Employment Law
Employment Law

Mediated settlements are confidential

Most employees who raise a personal grievance will end up in Mediation. If they have a case then they and their employer probably will reach agreement that will require the employer to pay them some money. The agreement will be confidential which means that the only thing they can say to anyone is that the problem has been sorted out. As Diana Henry, a former employee of the Warehouse in Motueka discovered, telling Ms Moody, a checkout operator at the Warehouse, that she had won and received monetary compensation breached the agreement and resulted in her getting not a cent.

Diana Henry is not alone when it comes to breaches of this kind. Bradley Smart, from the neighbouring city of Nelson, a former employee of J C Contracting, has too failed to keep his mouth zipped. To be fair to Ms Henry, it would be wrong to suggest that she admitted the breach. She went down fighting by claiming that every single aspect of Ms Moody’s evidence was wrong: There had been no discussion about the mediated settlement, the case being won or money being paid out and no introduction to one of her family members, as Ms Moody had claimed. The question for the Authority was how Ms Moody came to know about the settlement: Did she learn about it from Ms Henry or someone else? The only other person to know about it was the Store Manager, Mr Cotton: He had been at Mediation. Ms Henry claimed he had it in for her and had spread the word. Mr Cotton denied this and said that at mediation he had asked the mediator to spell out to Ms Henry the effect of the confidentiality provisions. He said that the reason for doing so was that he thought it would have a negative effect on staff if they knew that Ms Henry had got a pay-out. While the Authority’ decision does not say why Mr Cotton thought this would be so, the only sense that can be made of his evidence is that he thought staff did not believe Ms Henry deserved any pay-out and would be disappointed to learn she was going to receive one. He was probably right given Ms Moody was “so surprised” by Ms Henry’s information that she felt the need to consult her superior. The Authority rejected Ms Henry’s suggestion that Mr Cotton had spread the word by describing it as “fanciful”; and therefore he concluded that Ms Henry was the source of Ms Moody’s information. Ms Henry was to get $2,500.00 as part of the settlement. The Authority decided she had “to forego” it and reserved the question of costs. The law on costs is that because Ms Henry lost she will have to make a contribution towards the Warehouse’s legal costs. We will be particularly interested in this decision.

As for Bradley Smart, the Authority found that he told his new employer whohoo I won and, when asked by another employee how much he got, he replied compared to the money I’m making here, I’ve got enough to last me till Easter. While Bradley denied saying this, the Authority disagreed and ordered him to pay a penalty of $750.00 with an order for costs to come, should he and the company not reach agreement on how much he should pay them.

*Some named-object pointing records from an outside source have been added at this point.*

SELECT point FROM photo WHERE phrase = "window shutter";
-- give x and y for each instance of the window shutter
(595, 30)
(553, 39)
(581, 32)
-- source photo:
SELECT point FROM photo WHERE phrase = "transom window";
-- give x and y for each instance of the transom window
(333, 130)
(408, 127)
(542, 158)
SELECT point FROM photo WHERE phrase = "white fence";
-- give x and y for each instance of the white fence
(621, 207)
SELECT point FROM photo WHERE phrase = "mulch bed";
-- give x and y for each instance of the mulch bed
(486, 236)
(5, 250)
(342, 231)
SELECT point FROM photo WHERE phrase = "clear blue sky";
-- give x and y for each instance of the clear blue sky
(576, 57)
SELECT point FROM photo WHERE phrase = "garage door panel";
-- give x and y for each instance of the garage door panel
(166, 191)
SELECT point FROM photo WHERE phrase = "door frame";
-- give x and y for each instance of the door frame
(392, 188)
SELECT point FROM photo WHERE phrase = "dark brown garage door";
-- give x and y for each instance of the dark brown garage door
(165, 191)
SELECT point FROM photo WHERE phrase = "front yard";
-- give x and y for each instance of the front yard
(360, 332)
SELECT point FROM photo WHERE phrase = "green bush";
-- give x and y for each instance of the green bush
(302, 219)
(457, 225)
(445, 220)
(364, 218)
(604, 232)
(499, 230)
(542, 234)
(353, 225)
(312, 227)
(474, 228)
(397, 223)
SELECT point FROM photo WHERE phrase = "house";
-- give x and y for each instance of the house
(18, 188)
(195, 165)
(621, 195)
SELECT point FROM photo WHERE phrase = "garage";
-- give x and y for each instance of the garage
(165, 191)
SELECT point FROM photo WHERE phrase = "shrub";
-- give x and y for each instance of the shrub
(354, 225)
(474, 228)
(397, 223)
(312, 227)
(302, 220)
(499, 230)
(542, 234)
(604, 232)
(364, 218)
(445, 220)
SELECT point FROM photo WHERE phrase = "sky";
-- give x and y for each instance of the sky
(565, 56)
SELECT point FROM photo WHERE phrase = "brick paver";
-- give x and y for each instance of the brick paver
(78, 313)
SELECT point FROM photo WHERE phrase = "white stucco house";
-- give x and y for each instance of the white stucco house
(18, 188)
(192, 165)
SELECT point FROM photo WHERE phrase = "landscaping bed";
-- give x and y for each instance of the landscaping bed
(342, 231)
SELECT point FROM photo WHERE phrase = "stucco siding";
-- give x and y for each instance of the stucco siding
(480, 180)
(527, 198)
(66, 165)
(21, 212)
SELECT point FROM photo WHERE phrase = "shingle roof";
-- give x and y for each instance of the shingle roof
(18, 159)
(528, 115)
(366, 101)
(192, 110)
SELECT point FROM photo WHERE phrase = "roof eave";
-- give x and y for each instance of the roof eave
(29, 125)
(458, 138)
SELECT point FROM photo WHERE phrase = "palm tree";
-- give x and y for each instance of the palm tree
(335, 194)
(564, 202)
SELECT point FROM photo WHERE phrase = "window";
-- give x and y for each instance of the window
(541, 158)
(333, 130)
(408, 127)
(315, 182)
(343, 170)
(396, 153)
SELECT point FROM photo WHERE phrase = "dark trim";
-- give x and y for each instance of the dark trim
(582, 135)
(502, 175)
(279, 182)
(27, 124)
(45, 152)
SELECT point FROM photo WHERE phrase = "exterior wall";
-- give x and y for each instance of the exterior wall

The moral to these stories for everyone who signs a mediated settlement, is that you need to keep your mouth zipped. We know this will be difficult for many employees because friends and family members will know what has happened and will pressure them to tell all. They need to remember the town or city in which they live is very small. What they say can travel far and wide very quickly. They should not forget that secrets invariably are not kept and assume the person they previously worked with is their friend or someone they can confide in. Finally, if they breach confidentiality it can be very expensive indeed and, as Ms Henry and Mr Smart will have discovered, publicly embarrassing.

Latest Update: Kristel McLeod  and Robert Beentjes have joined Ms Henry and Mr Smart on the list of employees who have breached the terms of a mediated settlement and incurred penalties. However, unlike Ms Henry and Mr Smart while they kept their mouths zipped they let their fingers do the talking.

Robert breached the “no-slagging” clause that said neither party will speak ill of the other to a third party, including any reference to the principals/directors of the Employer. Robert decided to send a text message that breached the clause, not to a friend, but to a former manager of the employer who he called “an arsehole and greedy and accusing him of having lied”. The penalty imposed was $2,500.00. Kristel breached a similar provision in the settlement agreement. She used Facebook and seemingly believed at the time that publishing “the truth” would be okay. She was wrong. Her penalty was $2,000.00. The latest employee to cop a $3000.00 penalty is Graeme Vivian from Palmerston North. He said “I learnt my lesson big time”.